Tuition at the boarding school ran more than $6,000 a month. But Thomas did not cover the bill. A bank statement for the school from July 2009, buried in unrelated court filings, shows the source of Martin’s tuition payment for that month: the company of billionaire real estate magnate Harlan Crow.

The payments extended beyond that month, according to Christopher Grimwood, a former administrator at the school. Crow paid Martin’s tuition the entire time he was a student there, which was about a year, Grimwood told ProPublica.

“Harlan picked up the tab,” said Grimwood, who got to know Crow and the Thomases and had access to school financial information through his work as an administrator.

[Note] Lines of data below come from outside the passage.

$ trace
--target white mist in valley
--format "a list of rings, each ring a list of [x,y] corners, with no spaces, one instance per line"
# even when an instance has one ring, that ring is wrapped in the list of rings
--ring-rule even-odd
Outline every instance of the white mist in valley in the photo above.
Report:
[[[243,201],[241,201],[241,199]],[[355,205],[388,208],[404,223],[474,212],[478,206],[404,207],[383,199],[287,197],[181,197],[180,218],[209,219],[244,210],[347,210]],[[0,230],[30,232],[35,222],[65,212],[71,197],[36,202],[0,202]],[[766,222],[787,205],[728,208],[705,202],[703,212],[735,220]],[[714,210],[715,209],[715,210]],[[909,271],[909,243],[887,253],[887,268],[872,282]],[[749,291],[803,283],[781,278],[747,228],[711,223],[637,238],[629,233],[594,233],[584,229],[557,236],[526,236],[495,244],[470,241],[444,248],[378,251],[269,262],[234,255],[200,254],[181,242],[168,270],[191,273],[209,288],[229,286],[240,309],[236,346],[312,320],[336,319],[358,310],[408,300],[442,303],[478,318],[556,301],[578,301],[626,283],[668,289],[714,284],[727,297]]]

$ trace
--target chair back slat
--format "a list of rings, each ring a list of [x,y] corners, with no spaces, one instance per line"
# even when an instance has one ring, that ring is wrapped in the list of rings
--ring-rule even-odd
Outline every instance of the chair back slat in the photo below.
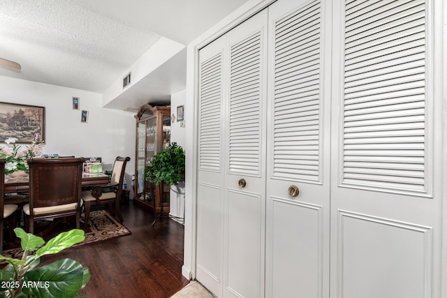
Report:
[[[29,165],[30,207],[80,202],[83,158],[33,158]]]

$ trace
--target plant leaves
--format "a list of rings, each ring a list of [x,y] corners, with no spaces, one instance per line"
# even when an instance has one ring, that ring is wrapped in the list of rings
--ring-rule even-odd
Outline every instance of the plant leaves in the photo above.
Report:
[[[15,235],[20,238],[20,245],[24,251],[34,251],[36,248],[42,246],[45,241],[42,237],[34,236],[31,233],[27,233],[22,228],[16,228],[14,229]]]
[[[82,265],[78,262],[71,259],[59,260],[27,272],[23,278],[27,286],[22,290],[38,298],[73,297],[83,286],[84,272]]]
[[[44,255],[57,253],[63,249],[67,248],[77,243],[82,242],[85,239],[84,231],[79,229],[64,232],[50,240],[47,244],[36,252],[37,257]]]
[[[177,184],[184,170],[184,151],[174,142],[150,160],[150,164],[145,168],[145,179],[155,185],[162,182]]]
[[[0,270],[0,281],[8,281],[14,279],[14,271]],[[6,290],[4,288],[0,288],[0,291]]]
[[[24,265],[25,262],[22,260],[14,259],[13,258],[6,258],[0,255],[0,260],[4,260],[8,264],[10,264],[13,266],[20,266]]]

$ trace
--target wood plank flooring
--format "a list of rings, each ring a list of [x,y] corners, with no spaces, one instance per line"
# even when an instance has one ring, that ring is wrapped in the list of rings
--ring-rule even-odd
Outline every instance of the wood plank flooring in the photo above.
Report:
[[[70,258],[88,267],[91,278],[78,295],[87,297],[167,298],[188,284],[182,276],[183,225],[163,218],[153,228],[152,212],[131,202],[122,212],[131,235],[68,248],[42,263]]]

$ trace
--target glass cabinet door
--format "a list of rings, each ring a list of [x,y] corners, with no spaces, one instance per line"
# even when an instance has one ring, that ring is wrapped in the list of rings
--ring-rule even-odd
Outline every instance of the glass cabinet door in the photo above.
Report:
[[[152,158],[170,142],[170,108],[142,105],[135,115],[136,154],[134,192],[135,204],[157,214],[169,211],[170,186],[156,186],[145,179],[145,170]]]
[[[140,196],[145,187],[145,161],[146,160],[146,124],[145,121],[137,124],[137,196]]]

Before and after his time at Hidden Lake, Martin attended a second boarding school, Randolph-Macon Academy in Virginia. “Harlan said he was paying for the tuition at Randolph-Macon Academy as well,” Grimwood said, recalling a conversation he had with Crow during a visit to the billionaire’s Adirondacks estate.

ProPublica interviewed Martin, his former classmates and former staff at both schools. The exact total Crow paid for Martin’s education over the years remains unclear. If he paid for all four years at the two schools, the price tag could have exceeded $150,000, according to public records of tuition rates at the schools.
 
Crow's lawyer confirmed yesterday that this happened.

It was bad enough for Thomas yesterday morning, and then yesterday evening's corruption story dropped.

Conservative judicial activist Leonard Leo arranged for the wife of Supreme Court Justice Clarence Thomas to be paid tens of thousands of dollars for consulting work just over a decade ago, specifying that her name be left off billing paperwork, according to documents reviewed by The Washington Post.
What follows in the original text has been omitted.